It's not new information that artists, publishers and labels miss out on revenue due to such failings and threats in the music world as piracy and agreements that do not keep up with the fast paced advances of technology. With more direct to consumer streaming services at reasonable subscription fees, piracy has waned somewhat. However, a new practice whereby streamed content is being converted into downloadable files has surfaced. In the US, a federal judge halted the activity of 'free' music site Mp3skull.com and awarded damages of about $22 million to affected music companies that had sued. Not too long after this, the stream ripping site Mp3skull.onl emerged.
Since the year 2000, the apex of the music industry, it has lost 60% of its value and in the last 5 years has seen little to no growth. Streaming services were meant to be the way forward, improving this bleak outlook, but with this new form of piracy the music industry seems to be faced with yet another impediment.
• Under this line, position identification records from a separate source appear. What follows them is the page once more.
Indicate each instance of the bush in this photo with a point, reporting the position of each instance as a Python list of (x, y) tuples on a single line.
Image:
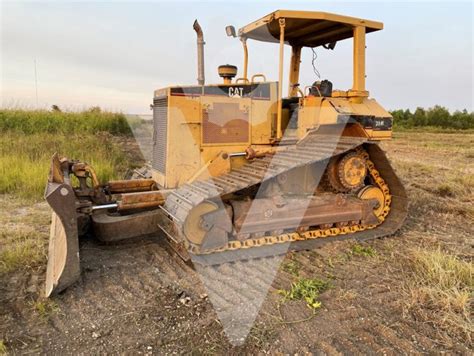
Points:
[(437, 116)]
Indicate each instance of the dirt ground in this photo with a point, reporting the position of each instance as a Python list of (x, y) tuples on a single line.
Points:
[(137, 297)]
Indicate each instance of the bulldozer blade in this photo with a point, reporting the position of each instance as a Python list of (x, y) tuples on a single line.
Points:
[(63, 254)]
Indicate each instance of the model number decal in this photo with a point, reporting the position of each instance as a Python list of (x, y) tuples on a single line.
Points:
[(236, 92)]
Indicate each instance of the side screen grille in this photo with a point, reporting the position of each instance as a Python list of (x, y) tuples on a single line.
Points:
[(160, 126)]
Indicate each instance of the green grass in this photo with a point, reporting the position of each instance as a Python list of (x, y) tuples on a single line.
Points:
[(30, 138), (360, 250), (443, 285), (3, 348), (292, 267), (306, 289), (46, 307), (43, 121), (21, 249)]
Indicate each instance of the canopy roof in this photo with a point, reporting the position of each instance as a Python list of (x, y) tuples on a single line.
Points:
[(306, 28)]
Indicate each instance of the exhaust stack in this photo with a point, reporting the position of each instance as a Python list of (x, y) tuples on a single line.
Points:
[(200, 43)]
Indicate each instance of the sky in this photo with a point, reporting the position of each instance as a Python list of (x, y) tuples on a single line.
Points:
[(114, 54)]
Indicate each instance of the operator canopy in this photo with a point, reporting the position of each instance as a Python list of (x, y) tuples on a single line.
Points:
[(306, 28)]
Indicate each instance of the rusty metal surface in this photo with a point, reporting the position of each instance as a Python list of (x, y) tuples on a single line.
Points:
[(310, 150), (130, 185), (262, 215), (63, 253), (392, 223), (108, 227)]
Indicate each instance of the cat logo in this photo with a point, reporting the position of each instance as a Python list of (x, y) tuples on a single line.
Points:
[(236, 92)]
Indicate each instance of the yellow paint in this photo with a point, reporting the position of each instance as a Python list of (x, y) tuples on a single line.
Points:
[(188, 156)]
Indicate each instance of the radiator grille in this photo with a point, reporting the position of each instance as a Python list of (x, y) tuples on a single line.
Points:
[(160, 126)]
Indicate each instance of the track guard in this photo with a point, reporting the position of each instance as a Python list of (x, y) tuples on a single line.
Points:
[(63, 254)]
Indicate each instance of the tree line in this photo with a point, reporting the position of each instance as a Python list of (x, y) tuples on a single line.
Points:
[(437, 116)]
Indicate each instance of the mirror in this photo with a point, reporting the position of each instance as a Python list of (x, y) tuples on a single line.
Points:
[(230, 30)]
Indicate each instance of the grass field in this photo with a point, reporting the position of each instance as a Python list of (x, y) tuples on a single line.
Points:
[(409, 293), (29, 139)]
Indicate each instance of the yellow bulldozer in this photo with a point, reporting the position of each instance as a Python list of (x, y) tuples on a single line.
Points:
[(238, 170)]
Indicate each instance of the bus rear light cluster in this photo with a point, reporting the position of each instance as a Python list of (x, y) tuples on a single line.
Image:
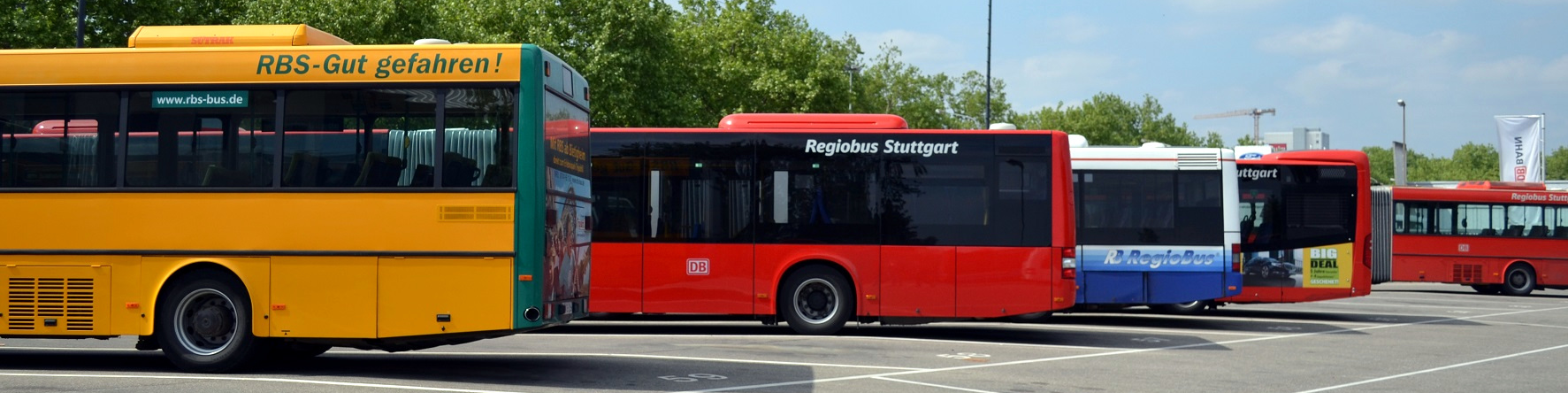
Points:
[(1068, 265), (1236, 258)]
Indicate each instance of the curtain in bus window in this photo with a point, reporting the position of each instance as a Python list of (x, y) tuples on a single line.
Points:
[(1145, 206), (480, 135), (58, 139), (618, 188), (704, 189), (359, 139), (201, 139), (1523, 220), (811, 196)]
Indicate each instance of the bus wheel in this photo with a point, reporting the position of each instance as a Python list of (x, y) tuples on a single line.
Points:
[(204, 322), (1485, 288), (815, 301), (1182, 308), (1519, 281)]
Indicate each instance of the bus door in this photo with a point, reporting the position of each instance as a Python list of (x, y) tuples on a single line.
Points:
[(701, 196)]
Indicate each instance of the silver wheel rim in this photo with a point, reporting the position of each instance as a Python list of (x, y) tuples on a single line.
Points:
[(815, 301), (1518, 281), (206, 321)]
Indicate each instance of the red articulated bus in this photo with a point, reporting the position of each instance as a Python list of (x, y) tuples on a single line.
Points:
[(1507, 238), (823, 219), (1306, 227)]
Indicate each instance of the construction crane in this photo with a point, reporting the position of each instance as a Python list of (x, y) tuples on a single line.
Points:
[(1243, 112)]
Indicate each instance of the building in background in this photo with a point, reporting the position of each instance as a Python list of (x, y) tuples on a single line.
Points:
[(1297, 139)]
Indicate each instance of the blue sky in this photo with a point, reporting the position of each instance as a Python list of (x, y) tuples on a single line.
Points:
[(1332, 63)]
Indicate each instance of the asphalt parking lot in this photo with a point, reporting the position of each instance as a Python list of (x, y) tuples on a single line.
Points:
[(1404, 336)]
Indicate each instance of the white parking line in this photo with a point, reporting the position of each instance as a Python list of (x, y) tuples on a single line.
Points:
[(1111, 354), (626, 356), (264, 379), (935, 386), (1430, 370), (1448, 307), (799, 336)]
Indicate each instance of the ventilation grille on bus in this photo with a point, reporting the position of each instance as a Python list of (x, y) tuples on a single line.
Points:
[(1466, 273), (476, 212), (1197, 161), (1381, 235), (66, 301)]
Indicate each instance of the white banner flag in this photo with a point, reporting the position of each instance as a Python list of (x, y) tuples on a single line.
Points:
[(1519, 148)]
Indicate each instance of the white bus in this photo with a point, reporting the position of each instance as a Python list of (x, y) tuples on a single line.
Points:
[(1158, 225)]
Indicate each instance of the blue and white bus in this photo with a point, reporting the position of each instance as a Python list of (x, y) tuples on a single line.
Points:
[(1156, 225)]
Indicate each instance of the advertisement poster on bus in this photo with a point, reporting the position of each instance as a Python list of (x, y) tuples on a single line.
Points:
[(568, 206), (1136, 258), (1298, 267)]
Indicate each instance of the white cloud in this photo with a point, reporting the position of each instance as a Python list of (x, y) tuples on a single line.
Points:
[(1352, 38), (1062, 76), (1073, 28), (1518, 70), (1214, 6)]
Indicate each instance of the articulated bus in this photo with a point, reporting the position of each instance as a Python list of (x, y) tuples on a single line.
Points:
[(1306, 227), (234, 194), (1156, 227), (823, 219), (1507, 238)]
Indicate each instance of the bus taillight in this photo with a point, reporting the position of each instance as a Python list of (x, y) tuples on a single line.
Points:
[(1236, 258), (1068, 265)]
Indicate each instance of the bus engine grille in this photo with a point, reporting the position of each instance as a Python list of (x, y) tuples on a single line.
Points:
[(49, 302)]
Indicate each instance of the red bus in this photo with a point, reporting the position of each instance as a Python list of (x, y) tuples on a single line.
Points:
[(823, 219), (1507, 238), (1306, 227)]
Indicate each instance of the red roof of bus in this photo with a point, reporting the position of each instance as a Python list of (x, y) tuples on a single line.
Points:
[(1312, 156)]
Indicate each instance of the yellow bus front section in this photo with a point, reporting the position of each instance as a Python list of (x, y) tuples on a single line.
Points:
[(314, 265)]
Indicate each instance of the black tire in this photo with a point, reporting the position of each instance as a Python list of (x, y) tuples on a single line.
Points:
[(204, 322), (1519, 281), (1485, 288), (1182, 308), (815, 301)]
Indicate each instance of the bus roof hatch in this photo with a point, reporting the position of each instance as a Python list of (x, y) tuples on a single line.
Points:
[(813, 121), (231, 36)]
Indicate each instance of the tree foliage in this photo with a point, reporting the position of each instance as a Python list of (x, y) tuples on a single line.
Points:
[(1107, 119)]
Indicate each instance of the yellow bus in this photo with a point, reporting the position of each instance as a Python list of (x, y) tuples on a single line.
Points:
[(247, 192)]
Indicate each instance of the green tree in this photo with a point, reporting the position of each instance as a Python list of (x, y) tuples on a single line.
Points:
[(1107, 119)]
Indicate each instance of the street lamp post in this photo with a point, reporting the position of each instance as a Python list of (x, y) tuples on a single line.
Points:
[(1404, 156), (852, 70)]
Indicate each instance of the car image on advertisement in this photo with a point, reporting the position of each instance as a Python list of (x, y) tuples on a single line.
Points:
[(1267, 267)]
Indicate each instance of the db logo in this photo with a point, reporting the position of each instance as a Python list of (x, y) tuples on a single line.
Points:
[(697, 266)]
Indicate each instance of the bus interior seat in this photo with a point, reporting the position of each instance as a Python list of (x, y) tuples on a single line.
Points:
[(496, 176), (306, 170), (220, 176), (458, 170), (379, 170)]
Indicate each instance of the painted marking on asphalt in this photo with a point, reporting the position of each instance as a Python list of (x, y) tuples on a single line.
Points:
[(935, 386), (797, 336), (1117, 352), (1434, 370), (264, 379)]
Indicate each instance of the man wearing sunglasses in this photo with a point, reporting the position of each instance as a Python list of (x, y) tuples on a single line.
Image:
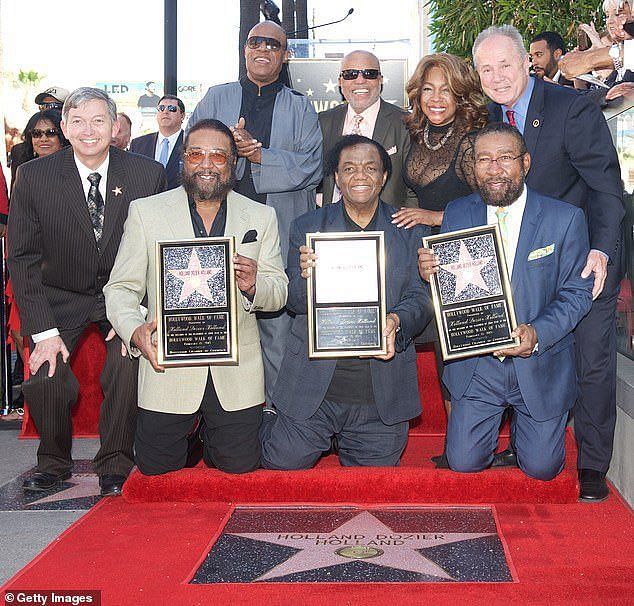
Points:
[(279, 152), (365, 113), (166, 145)]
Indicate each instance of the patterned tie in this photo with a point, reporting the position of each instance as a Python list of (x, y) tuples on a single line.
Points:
[(95, 205), (164, 155), (356, 127)]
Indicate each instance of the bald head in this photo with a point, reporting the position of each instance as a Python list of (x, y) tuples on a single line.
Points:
[(360, 92)]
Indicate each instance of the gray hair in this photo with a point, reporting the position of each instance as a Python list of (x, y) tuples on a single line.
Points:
[(85, 93), (508, 31)]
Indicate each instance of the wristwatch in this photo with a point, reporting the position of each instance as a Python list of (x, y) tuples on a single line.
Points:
[(615, 55)]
It's not all doom and gloom, websites such as YouTube are making dynamic changes to address these issues faced by the music industry. YouTube's terms of services forbid users from downloading, reproducing and distributing its content without consent. They have recently instated former Warner Music Group CEO, Lyor Cohen, as its Global Head of Music. In a move to strengthen relations with record labels, he has implemented a three point plan; first, keeping up with the technological shifts to remove confusion and distrust; second, building on the current work of YouTube to reach more users and improve the service; and lastly, forging collaborative relationships between the music industry and the technologies determining the future of the business.